А потом был один период, когда к нам с ненавистью относились. Это когда получили право без очереди что-то купить. Крик такой поднимался: «Чего лезешь?! У меня вот отец погиб!» Понимаете как? Неприятно было. Горбачев фронтовиков приподнял, а остальные ничего — ни Хрущев ничего не сделал, ни Брежнев ничего не сделал, он только себе вешал ордена. Черненко, этот сам еле ходил. Андропов тоже ничего не успел. Андропов-то, может, чего и сделал, но, пока с жуликами расправлялся, и умер. Поэтому обидно было за такое отношение.
— Какое у вас отношение к советской власти, которая вела эту войну и использовала результаты Победы?

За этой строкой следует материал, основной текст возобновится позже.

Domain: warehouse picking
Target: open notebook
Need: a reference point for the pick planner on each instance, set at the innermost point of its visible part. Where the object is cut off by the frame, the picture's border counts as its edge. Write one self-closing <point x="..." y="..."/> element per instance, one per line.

— Лозунгами занимались, а на самом деле подготовка к войне была очень плохой. Вы ведь в курсе, что Фрунзе зарезали. Сталин поставил приспешников. Своего друга Ворошилова, не имеющего ни одного класса образования. Буденный стал заместителем по кавалерии. Кулик — заместителем по артиллерии. Все они были неграмотные, а как неграмотные могли пятимиллионной армией командовать?! Они и начали чушь пороть.
Что касается танков. Купили в 1930 году лицензию фирмы «Виккерс» и стали выпускать Т-26 с противопульной броней. В этом же году купили лицензию в США, назвали БТ и стали гнать эти танки. Сделали за десять лет, с 1931 по 1941-и, 9998 Т-26 всех модификаций и 7519 БТ тоже всех модификаций с противопульной броней. И что толку?! Никакого!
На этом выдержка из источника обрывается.